In 1997, the NDP government introduced a regulation that prohibited giving welfare benefits to people fleeing warrants for indictable offences. Coleman cited this regulation to suggest that the Opposition was acting inconsistently. In the legislature in 1997, there was no mention of welfare benefits being denied to those with outstanding warrants under immigration legislation.

Coleman’s comment about the NDP came a couple of days after Burnaby-Lougheed Liberal MLA Harry Bloy claimed in the legislature that 2010 Games protesters were “terrorists” with a “limited intellect” after a number of people disrupted the Olympic torch relay in Victoria.

On October 30, a Victoria police spokesperson told the media that a protester threw marbles on the ground in the vicinity of police horses during the relay. However, Tamara Herman, a spokesperson for the group No2010 Victoria, later told the Victoria Times Colonist that it was not a member of her group who did this.

The Straight previously reported that the Vancouver 2010 Integrated Security Unit hasn’t ruled out the use of agents provocateurs.

Comments

4 Comments

Evil Eye

Nov 5, 2009 at 7:22am

A "Love affair with criminals"? I haven't seen the NDP kissy-kissy with the BC Liberals.

RodSmelser

Nov 5, 2009 at 8:39am

As political hardball goes, most of this is pretty lame, purely rhetorical stuff. I have to wonder why it was even noticed in any of BC's newsrooms.
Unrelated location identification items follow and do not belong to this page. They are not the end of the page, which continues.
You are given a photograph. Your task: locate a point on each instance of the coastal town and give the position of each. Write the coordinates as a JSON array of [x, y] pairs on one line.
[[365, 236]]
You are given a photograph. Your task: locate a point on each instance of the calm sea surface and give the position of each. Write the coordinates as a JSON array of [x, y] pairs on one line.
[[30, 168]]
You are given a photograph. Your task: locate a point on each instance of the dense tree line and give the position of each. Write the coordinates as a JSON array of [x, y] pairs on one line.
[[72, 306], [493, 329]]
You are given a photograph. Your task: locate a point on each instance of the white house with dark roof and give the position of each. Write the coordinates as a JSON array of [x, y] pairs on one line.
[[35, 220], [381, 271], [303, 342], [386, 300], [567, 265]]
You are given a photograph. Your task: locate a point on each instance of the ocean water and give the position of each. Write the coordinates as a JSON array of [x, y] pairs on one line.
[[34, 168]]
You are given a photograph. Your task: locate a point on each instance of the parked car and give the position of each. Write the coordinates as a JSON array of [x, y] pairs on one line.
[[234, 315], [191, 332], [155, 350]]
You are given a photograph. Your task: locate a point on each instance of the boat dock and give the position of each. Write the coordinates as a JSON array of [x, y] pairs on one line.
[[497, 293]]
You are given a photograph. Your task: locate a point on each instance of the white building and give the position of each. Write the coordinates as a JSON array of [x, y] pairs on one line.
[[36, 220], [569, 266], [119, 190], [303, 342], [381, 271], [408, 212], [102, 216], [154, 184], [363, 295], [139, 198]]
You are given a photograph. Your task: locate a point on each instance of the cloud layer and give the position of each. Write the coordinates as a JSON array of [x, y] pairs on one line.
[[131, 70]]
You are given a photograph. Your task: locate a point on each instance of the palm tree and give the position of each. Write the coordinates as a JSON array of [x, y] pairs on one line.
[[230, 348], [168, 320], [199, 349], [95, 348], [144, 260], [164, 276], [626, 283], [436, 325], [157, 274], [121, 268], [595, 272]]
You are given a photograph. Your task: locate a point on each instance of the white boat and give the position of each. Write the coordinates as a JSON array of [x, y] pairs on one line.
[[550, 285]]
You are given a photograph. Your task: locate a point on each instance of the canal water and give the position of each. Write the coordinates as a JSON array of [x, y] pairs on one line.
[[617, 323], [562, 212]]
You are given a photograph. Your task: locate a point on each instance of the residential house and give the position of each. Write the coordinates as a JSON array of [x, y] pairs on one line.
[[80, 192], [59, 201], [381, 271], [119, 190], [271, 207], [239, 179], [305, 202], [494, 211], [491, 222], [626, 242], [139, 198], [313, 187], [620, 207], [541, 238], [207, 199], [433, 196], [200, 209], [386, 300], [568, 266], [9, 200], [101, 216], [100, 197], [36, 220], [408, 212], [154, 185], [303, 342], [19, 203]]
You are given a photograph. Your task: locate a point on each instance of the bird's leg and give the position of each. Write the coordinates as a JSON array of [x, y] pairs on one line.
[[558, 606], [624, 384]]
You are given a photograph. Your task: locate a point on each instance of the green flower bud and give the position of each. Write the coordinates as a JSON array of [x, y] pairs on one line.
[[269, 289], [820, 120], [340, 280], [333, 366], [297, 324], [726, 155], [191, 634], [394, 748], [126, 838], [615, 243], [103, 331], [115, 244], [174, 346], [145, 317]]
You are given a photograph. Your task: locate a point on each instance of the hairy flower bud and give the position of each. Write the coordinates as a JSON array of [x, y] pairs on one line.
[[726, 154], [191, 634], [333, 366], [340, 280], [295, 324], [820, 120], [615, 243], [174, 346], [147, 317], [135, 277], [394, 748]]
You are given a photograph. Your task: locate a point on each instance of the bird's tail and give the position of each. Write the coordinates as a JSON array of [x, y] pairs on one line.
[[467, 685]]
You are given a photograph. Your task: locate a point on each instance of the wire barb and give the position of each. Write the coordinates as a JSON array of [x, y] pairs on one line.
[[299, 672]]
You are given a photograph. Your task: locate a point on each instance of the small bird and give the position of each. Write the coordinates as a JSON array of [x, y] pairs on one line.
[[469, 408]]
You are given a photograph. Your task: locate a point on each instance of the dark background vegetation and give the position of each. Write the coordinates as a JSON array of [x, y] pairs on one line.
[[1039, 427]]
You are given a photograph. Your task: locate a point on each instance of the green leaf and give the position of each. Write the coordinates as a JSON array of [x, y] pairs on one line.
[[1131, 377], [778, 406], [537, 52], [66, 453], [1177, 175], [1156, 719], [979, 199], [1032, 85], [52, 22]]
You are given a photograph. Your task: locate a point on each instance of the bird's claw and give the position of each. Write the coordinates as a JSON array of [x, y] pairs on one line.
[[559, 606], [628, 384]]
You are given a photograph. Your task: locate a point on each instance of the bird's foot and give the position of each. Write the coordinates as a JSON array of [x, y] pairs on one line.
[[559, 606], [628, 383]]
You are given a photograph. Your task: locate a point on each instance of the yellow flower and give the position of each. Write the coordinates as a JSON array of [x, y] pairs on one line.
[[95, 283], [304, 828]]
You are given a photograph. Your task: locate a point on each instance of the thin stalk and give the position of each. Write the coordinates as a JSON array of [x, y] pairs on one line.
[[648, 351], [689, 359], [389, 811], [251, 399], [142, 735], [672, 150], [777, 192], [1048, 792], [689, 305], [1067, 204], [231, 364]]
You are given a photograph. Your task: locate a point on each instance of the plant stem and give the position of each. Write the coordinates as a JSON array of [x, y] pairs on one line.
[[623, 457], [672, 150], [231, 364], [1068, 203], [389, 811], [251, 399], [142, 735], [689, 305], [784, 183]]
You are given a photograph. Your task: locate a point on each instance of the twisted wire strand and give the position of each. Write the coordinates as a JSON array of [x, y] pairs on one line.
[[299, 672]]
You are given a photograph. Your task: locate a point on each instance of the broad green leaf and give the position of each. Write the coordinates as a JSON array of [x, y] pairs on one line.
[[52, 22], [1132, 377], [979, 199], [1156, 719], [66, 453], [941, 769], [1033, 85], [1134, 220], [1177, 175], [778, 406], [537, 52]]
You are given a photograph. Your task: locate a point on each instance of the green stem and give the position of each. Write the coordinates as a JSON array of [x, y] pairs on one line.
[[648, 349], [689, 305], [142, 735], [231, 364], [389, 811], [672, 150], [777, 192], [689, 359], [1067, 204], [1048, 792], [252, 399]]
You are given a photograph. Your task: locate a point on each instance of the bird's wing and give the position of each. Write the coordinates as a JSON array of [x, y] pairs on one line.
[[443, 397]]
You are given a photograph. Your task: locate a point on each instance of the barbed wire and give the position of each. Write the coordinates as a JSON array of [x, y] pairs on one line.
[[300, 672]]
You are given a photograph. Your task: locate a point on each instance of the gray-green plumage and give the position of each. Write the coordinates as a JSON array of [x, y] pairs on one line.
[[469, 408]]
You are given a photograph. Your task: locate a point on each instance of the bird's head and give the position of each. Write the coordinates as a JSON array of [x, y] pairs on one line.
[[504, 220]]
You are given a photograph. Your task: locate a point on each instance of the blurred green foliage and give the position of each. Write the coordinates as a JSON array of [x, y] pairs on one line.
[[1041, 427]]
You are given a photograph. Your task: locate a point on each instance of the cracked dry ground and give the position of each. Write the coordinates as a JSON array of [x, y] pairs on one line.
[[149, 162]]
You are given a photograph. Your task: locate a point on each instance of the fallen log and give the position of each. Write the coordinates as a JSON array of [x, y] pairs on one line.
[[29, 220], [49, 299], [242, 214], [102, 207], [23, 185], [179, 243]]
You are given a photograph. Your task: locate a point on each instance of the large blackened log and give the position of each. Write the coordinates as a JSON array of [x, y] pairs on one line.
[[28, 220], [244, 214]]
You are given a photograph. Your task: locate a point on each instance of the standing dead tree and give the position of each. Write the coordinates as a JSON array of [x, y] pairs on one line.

Compare this to the kind of Karl Rove style hardball practiced by the federal Liberals in last year's election, blowing up three NDP candidates with video tapes and twelve year old news stories reinvigorated by closely worded, precisely lawyered "press releases", and there is no comparison.
Rod Smelser

dharmachick

Nov 6, 2009 at 10:10am

Harry Bloy needs to reconsider his harmful and silencing hyperbole. Shameful to abuse such a serious and violent word. Shameful.

Subhadeep

Nov 13, 2009 at 7:27pm

While I'm generally a small-l liberal, giving welfare and hardship allowances to people charged with serious crimes is beyond the pale ! I would fully support the centre-right BC Liberals on this issue.